Another of Higate's points will likely raise some blood pressure levels. He notes that the fratriarchy lens "is also sensitive to the means by which a number of men cement heterosexual bonds through intra-masculine rivalry. Thus, solidarity fostered in the all-male context under scrutiny often relies on homosocial and competitive activities... Of salience here however, and a key theme of the fratriarchy literature, are the homoerotic means by which close male alliances can be fostered where for example, 'attending male-only nude parties [can] function to defend male-only work spheres'"

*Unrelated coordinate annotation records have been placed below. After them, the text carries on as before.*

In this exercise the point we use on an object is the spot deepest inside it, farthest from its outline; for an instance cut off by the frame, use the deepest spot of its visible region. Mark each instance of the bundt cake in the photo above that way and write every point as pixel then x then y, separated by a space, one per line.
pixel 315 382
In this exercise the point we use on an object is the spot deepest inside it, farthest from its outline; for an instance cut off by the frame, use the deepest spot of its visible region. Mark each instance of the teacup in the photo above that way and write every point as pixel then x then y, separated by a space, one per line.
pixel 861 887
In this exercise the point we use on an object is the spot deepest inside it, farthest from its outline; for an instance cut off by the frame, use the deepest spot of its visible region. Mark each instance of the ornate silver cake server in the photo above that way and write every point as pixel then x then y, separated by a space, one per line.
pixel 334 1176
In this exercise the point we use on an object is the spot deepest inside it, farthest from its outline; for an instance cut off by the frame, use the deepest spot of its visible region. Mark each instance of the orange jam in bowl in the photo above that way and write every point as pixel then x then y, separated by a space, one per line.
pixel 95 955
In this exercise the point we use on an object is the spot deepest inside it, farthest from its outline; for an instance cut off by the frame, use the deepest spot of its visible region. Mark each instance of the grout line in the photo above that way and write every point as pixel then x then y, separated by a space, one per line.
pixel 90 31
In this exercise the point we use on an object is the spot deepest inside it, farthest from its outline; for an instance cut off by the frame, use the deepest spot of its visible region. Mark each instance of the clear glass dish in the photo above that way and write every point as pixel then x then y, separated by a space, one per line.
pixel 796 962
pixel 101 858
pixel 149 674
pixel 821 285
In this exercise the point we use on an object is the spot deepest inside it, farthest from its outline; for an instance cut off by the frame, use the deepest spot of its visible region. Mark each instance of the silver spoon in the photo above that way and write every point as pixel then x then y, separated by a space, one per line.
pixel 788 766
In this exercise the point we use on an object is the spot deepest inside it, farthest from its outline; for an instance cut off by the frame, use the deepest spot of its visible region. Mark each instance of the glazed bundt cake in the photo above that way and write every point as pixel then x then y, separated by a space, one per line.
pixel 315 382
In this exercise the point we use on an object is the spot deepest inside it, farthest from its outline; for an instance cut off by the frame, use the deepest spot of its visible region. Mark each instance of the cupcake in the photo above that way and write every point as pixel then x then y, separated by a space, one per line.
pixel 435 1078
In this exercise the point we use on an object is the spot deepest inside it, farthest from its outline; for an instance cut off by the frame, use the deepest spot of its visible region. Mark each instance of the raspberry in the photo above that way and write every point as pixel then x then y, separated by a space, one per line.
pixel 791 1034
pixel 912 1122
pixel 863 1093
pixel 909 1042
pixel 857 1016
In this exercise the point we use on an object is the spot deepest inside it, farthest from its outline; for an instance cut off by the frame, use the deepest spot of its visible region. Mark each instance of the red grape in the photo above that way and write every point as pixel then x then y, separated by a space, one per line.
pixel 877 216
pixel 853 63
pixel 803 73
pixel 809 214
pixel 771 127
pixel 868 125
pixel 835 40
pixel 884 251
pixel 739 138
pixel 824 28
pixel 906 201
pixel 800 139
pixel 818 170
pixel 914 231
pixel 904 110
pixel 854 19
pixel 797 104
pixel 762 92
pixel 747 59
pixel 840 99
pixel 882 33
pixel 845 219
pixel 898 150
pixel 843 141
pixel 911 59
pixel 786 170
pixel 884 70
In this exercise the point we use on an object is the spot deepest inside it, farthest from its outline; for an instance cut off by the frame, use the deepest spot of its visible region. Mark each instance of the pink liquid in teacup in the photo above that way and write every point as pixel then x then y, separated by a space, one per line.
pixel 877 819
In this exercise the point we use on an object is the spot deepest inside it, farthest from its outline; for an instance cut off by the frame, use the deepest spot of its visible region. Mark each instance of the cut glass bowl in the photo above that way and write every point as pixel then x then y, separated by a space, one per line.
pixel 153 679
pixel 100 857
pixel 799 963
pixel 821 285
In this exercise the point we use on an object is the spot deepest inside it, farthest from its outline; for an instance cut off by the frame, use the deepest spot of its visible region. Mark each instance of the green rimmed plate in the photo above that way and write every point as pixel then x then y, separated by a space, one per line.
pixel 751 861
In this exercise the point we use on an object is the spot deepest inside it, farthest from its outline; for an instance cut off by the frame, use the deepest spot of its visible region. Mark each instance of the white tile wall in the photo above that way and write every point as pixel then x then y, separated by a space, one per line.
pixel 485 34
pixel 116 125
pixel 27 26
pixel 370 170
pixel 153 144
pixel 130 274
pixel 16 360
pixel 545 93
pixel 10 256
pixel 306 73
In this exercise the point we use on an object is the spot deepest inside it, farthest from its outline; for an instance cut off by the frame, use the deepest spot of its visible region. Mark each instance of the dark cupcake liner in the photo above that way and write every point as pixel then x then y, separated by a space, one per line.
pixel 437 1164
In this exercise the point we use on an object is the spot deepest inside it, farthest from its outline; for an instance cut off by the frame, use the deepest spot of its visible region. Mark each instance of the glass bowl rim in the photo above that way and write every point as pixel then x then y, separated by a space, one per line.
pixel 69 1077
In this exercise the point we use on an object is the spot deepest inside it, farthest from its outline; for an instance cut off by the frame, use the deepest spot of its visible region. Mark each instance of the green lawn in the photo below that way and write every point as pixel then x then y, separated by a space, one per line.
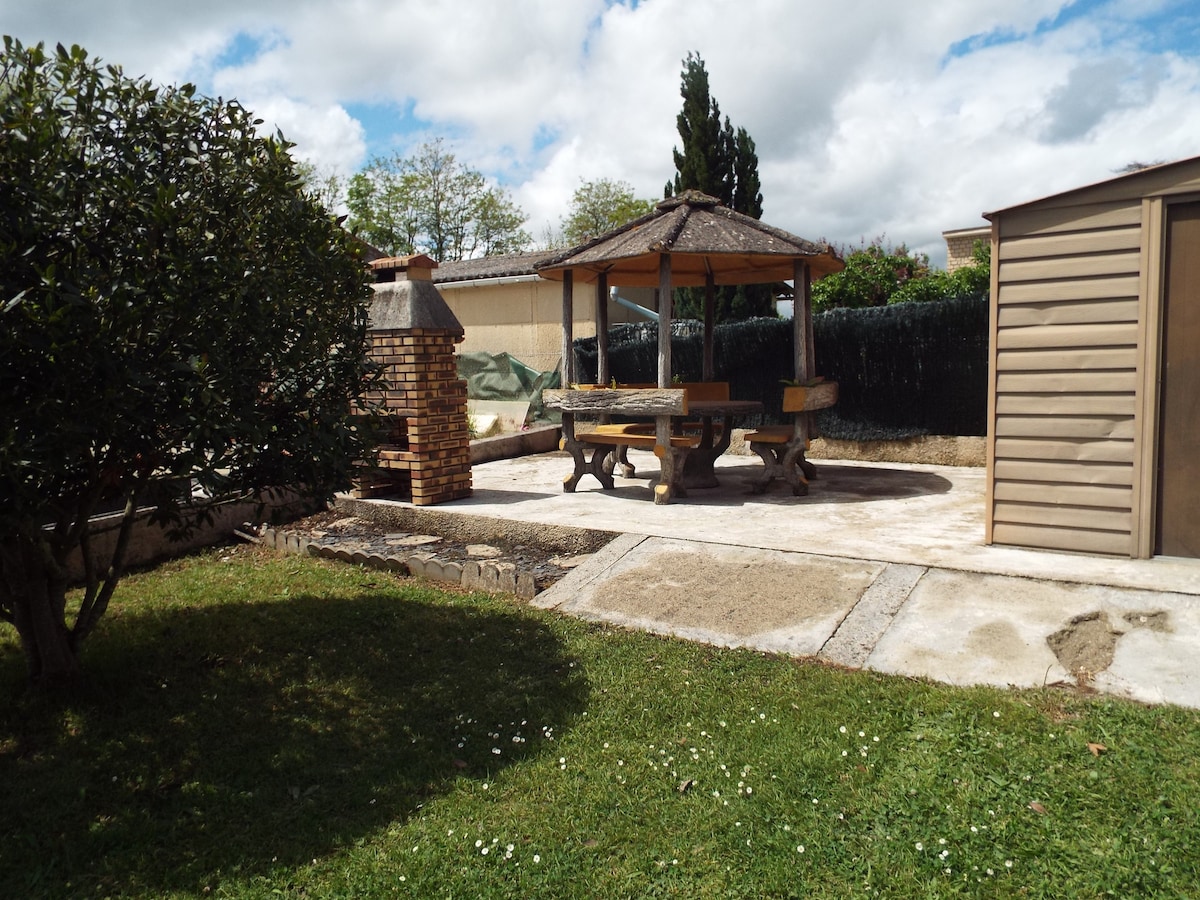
pixel 264 726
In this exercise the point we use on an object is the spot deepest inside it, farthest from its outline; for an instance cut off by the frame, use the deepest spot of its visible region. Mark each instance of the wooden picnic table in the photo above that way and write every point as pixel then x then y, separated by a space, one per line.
pixel 700 467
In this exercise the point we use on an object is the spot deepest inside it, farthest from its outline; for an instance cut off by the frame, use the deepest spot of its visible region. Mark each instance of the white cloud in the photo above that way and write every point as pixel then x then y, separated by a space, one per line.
pixel 870 118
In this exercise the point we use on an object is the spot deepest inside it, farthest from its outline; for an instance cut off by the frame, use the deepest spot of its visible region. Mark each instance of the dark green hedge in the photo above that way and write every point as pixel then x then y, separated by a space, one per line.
pixel 901 370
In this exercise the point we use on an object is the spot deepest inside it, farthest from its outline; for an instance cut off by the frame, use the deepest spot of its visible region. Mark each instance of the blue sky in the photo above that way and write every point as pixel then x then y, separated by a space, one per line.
pixel 871 119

His point, par excellence of course, is the actions of ArmorGroup contractors in Afghanistan. It will likely come as little solace to ArmorGroups's PR department that Higate did not see the drinking of the vodka from the various butt cracks as a lewd and scandalous hazing ritual, but instead, "humour and irony embedded in a parodic interpretation of a world of fraternal ritual." Gee, it turns out that among all their other skills, the guards were also comedians.

There is more to Higate's article than space constraints allow me to cover so let's just say that if "doing the Lyndie" reminds you of certain sad and humiliating moments from the Abu Ghraib torture and abuse scandal you have a good memory.